Hoewel richtlijn 2008/115 niet van toepassing is gedurende de procedure voor de behandeling van het asielverzoek, betekent dit niet dat de terugkeerprocedure daardoor definitief wordt beëindigd, aangezien deze kan worden voortgezet indien het asielverzoek wordt afgewezen. Aan de doelstelling van die richtlijn, te weten de doeltreffende terugkeer van illegaal verblijvende derdelanders, zou afbreuk worden gedaan indien de lidstaten niet zouden kunnen voorkomen dat de betrokkene door het indienen van een asielverzoek automatisch zijn invrijheidstelling zou verkrijgen.

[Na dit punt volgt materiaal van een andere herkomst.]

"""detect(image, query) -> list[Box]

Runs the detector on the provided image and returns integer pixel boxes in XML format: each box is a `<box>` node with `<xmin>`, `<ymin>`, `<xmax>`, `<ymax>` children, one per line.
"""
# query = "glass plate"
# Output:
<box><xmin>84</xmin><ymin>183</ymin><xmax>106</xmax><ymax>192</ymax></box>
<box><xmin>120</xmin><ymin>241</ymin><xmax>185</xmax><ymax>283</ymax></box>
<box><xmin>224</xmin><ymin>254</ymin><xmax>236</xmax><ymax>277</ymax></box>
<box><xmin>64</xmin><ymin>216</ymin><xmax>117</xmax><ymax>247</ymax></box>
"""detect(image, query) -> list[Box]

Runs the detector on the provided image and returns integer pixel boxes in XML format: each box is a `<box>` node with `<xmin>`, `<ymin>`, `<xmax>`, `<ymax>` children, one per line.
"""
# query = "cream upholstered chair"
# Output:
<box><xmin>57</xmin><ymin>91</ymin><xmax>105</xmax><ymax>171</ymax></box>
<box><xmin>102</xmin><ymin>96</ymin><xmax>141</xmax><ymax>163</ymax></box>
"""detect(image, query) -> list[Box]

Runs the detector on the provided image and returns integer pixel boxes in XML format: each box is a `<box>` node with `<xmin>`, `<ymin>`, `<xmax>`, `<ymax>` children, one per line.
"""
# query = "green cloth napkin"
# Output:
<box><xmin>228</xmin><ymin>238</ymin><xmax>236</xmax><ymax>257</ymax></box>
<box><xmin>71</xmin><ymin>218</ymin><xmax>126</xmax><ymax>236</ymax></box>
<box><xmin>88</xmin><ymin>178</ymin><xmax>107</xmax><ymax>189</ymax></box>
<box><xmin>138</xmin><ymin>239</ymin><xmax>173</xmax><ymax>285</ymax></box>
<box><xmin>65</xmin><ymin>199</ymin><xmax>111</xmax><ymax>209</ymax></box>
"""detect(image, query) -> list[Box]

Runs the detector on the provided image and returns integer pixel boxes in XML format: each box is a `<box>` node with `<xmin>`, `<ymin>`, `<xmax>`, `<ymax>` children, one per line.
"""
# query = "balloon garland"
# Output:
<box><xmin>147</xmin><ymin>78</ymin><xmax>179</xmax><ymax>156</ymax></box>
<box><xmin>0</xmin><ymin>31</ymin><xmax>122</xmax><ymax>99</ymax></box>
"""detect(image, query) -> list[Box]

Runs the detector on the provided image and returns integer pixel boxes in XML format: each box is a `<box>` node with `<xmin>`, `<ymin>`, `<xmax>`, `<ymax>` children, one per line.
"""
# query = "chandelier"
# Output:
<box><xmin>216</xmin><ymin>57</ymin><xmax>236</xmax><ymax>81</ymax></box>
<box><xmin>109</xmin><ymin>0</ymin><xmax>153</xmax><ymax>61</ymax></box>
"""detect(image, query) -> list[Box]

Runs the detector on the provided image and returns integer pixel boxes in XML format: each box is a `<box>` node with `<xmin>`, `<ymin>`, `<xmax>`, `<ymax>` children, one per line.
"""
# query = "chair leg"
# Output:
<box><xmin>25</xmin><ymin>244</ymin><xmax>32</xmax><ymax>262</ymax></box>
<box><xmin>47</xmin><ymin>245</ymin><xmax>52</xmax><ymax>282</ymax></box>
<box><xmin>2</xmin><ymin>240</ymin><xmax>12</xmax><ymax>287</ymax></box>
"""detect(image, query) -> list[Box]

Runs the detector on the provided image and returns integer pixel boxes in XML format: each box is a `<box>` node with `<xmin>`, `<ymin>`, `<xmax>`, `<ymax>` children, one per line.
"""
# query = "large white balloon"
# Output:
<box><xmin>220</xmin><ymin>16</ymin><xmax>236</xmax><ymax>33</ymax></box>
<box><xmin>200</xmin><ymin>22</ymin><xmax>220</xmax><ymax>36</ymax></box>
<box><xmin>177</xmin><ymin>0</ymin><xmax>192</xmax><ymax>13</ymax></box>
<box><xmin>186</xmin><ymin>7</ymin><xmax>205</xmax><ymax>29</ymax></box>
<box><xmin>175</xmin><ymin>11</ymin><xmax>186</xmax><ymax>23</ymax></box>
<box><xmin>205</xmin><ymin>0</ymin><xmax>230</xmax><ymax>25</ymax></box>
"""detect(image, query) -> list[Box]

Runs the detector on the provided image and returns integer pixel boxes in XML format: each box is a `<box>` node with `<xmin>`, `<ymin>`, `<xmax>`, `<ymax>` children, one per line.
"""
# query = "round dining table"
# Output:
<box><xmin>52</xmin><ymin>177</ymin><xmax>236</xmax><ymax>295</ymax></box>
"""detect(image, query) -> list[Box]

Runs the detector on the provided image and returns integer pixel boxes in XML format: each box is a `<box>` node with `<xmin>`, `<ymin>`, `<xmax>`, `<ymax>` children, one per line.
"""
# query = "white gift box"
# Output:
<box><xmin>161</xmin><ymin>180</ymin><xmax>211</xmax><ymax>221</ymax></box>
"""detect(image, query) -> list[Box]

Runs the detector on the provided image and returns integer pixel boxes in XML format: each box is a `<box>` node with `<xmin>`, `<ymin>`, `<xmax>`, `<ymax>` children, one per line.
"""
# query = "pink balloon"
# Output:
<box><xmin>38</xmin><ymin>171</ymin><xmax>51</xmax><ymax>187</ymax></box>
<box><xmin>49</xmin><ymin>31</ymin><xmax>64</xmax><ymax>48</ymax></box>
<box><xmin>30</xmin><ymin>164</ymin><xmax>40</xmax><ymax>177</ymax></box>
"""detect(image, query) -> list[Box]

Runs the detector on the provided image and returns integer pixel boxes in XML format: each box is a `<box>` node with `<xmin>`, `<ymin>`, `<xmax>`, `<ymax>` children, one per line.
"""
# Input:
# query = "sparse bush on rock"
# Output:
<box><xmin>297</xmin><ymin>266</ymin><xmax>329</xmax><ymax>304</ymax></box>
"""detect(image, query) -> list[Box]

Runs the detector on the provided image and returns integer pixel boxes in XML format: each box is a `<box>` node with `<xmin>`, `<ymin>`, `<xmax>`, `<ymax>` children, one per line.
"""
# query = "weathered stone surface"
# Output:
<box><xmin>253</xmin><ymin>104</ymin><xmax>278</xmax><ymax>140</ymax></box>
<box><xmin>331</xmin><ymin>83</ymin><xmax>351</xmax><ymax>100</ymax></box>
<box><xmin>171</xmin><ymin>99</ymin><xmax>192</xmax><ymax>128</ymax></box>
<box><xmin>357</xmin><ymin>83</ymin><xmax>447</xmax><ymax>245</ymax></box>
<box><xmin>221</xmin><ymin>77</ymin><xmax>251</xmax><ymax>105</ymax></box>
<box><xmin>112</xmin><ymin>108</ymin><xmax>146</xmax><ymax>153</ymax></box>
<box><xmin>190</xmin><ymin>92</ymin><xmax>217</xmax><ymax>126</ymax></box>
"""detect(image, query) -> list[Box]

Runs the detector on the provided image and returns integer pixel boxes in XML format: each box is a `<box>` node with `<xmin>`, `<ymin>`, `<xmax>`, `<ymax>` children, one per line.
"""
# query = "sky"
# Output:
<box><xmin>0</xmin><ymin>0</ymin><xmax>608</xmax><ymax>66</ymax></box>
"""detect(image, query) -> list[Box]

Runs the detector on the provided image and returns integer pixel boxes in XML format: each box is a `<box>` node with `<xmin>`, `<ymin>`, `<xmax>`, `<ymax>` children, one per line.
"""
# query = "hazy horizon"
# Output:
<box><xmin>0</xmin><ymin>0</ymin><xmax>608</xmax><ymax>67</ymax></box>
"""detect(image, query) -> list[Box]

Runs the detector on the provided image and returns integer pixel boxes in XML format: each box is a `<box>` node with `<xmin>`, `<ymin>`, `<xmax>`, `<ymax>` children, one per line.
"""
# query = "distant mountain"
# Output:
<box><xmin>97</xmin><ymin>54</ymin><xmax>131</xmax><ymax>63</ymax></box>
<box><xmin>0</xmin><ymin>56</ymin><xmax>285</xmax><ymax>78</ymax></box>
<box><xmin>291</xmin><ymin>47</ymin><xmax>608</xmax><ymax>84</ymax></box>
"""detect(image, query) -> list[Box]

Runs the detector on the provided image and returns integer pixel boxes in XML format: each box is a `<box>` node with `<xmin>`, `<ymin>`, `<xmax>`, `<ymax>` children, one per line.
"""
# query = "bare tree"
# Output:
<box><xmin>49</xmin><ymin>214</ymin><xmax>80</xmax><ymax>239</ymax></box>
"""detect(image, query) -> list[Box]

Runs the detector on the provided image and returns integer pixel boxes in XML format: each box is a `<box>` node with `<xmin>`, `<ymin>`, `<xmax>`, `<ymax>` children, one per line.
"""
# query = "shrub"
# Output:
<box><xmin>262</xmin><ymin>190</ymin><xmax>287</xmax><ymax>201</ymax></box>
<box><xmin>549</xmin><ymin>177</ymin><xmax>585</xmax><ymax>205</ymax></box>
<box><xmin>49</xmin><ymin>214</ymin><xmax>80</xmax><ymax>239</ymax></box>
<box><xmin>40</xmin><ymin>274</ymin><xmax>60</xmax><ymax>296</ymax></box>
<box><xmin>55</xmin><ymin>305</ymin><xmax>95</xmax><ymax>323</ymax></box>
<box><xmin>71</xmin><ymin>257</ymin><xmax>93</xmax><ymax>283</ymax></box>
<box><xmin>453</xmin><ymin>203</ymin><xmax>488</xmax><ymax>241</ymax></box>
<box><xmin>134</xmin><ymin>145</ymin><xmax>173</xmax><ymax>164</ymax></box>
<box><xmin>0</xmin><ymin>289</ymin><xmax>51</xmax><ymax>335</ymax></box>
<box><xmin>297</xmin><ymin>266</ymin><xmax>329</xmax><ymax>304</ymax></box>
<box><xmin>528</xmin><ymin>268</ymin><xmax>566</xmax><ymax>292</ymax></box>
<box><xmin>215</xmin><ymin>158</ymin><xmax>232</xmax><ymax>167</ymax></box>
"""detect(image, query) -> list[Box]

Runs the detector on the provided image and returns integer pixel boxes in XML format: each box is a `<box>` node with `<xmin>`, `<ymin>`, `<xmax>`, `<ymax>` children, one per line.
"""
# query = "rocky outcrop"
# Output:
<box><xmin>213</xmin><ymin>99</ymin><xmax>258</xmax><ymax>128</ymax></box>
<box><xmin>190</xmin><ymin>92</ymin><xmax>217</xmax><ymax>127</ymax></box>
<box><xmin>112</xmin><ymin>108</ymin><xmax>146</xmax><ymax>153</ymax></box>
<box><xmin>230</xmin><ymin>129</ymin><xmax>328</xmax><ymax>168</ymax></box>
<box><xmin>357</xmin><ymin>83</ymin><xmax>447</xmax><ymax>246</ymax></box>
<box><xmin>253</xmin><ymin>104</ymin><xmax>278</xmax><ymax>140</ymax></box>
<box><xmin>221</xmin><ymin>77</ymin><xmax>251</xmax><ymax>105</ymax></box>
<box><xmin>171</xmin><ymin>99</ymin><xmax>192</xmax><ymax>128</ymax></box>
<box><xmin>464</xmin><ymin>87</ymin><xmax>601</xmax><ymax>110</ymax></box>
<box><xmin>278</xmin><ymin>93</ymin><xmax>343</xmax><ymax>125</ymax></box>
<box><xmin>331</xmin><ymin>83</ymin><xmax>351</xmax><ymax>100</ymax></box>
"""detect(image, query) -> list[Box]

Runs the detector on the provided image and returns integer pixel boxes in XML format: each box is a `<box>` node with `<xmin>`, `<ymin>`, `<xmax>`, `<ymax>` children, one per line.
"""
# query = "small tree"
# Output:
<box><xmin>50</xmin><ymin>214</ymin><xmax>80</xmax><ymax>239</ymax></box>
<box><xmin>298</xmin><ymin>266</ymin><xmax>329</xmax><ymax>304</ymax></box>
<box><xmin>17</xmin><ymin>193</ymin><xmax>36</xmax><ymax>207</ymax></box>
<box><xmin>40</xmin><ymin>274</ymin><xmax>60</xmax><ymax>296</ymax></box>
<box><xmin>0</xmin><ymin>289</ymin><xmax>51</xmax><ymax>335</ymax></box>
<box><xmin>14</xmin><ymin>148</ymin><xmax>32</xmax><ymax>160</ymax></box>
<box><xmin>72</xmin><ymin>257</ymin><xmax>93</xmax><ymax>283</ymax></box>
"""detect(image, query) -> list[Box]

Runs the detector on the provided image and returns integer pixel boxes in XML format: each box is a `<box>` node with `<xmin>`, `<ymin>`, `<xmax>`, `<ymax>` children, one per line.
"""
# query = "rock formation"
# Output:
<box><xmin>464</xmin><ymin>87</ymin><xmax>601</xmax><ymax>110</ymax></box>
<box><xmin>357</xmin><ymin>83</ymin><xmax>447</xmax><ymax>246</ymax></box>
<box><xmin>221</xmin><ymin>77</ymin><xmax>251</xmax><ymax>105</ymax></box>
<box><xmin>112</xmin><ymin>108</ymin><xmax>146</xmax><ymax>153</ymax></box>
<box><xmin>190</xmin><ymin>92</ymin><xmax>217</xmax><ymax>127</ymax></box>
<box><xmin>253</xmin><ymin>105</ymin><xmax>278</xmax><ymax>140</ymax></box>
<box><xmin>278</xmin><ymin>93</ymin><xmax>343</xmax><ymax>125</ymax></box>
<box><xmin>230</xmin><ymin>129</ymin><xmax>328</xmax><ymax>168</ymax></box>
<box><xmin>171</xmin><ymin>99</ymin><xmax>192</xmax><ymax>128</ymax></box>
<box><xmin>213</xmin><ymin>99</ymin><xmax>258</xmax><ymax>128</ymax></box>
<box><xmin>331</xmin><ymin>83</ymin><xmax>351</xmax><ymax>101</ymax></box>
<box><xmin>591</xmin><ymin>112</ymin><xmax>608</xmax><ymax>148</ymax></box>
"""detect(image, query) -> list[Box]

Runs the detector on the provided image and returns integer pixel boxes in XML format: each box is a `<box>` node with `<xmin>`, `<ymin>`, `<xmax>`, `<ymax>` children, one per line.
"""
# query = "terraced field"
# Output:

Op basis van het loutere feit dat jegens een asielzoeker op het tijdstip van de indiening van zijn verzoek een terugkeerbesluit was genomen, en dat deze krachtens artikel 15 van richtlijn 2008/115 in bewaring was genomen, kan zonder een beoordeling in het individuele geval van alle relevante omstandigheden evenwel niet worden aangenomen dat deze dat verzoek alleen heeft ingediend om de uitvoering van het terugkeerbesluit uit te stellen of te verijdelen en dat het objectief noodzakelijk en evenredig is de maatregel van bewaring te handhaven.